Here’s the thing.
I spend so much time trying to fulfill this self-enforced mold of a strong, ambitious woman who can overcome anything life throws at her without a blink of an eye, that I often don’t feel comfortable showing any sides of myself that may contradict that.
It all boils down to not feeling comfortable with transparency to the point of vulnerability. There is a sexiness in mystery and a scariness in transparency, but is the comfort I feel in staying a mystery really the type of legacy I want to leave behind?

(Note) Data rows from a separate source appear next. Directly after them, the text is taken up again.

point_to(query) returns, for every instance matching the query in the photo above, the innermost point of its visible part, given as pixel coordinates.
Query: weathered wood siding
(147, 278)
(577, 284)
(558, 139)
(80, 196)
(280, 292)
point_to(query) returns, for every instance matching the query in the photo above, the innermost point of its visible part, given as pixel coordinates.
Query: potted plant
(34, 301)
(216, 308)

The idea of leaving behind a glorious legacy is nothing new, but I’ve been giving the idea more thought recently. It struck me as I was driving between my current home and my previous one that nothing I am doing really matters. Seriously—none of it matters. I’m simply going through the motions that have systematically been put in place in order to make myself feel like I’m living a successful life for a twenty-something-year-old. The realization that even though I try to do all that I can to leave my mark! and change the world! yet still prioritize the mundane day-to-day tasks over those ideals, scared me.
I’m changing that. I want to be a person that goes beyond the social norm. Someone that doesn’t hide her mess ups, her struggles or her bad days. There is a lot of beauty and happiness in my life, but there is no honesty in touting successes or happiness without admitting that there were failures and sadness along the way.

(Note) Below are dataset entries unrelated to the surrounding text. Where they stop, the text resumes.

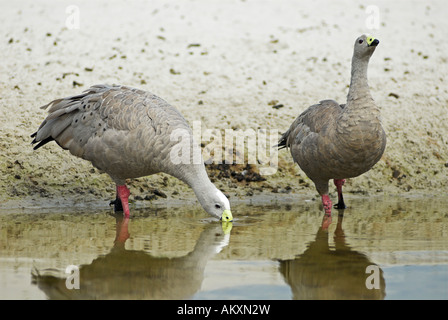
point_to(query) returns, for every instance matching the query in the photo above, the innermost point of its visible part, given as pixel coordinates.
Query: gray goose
(130, 133)
(333, 141)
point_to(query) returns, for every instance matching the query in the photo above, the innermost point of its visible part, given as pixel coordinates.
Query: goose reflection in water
(129, 274)
(326, 273)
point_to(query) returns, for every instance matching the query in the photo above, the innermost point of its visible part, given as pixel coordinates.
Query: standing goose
(332, 141)
(128, 133)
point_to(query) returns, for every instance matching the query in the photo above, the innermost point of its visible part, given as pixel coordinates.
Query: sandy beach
(229, 65)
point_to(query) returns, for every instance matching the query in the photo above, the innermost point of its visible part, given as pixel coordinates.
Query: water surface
(276, 251)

So, when I am faced with the question of “What legacy are you leaving behind in the world?” I tell myself that I am leaving behind an honest one, whatever that may be. I will never be the person that perpetuates inaccurate representations of what life can really be like, and even if it gets a little uncomfortable, I’m going to remind myself why I’m doing it.
At the end of the day, I just want to live a life worth living, and to me, that means living as honestly as I can.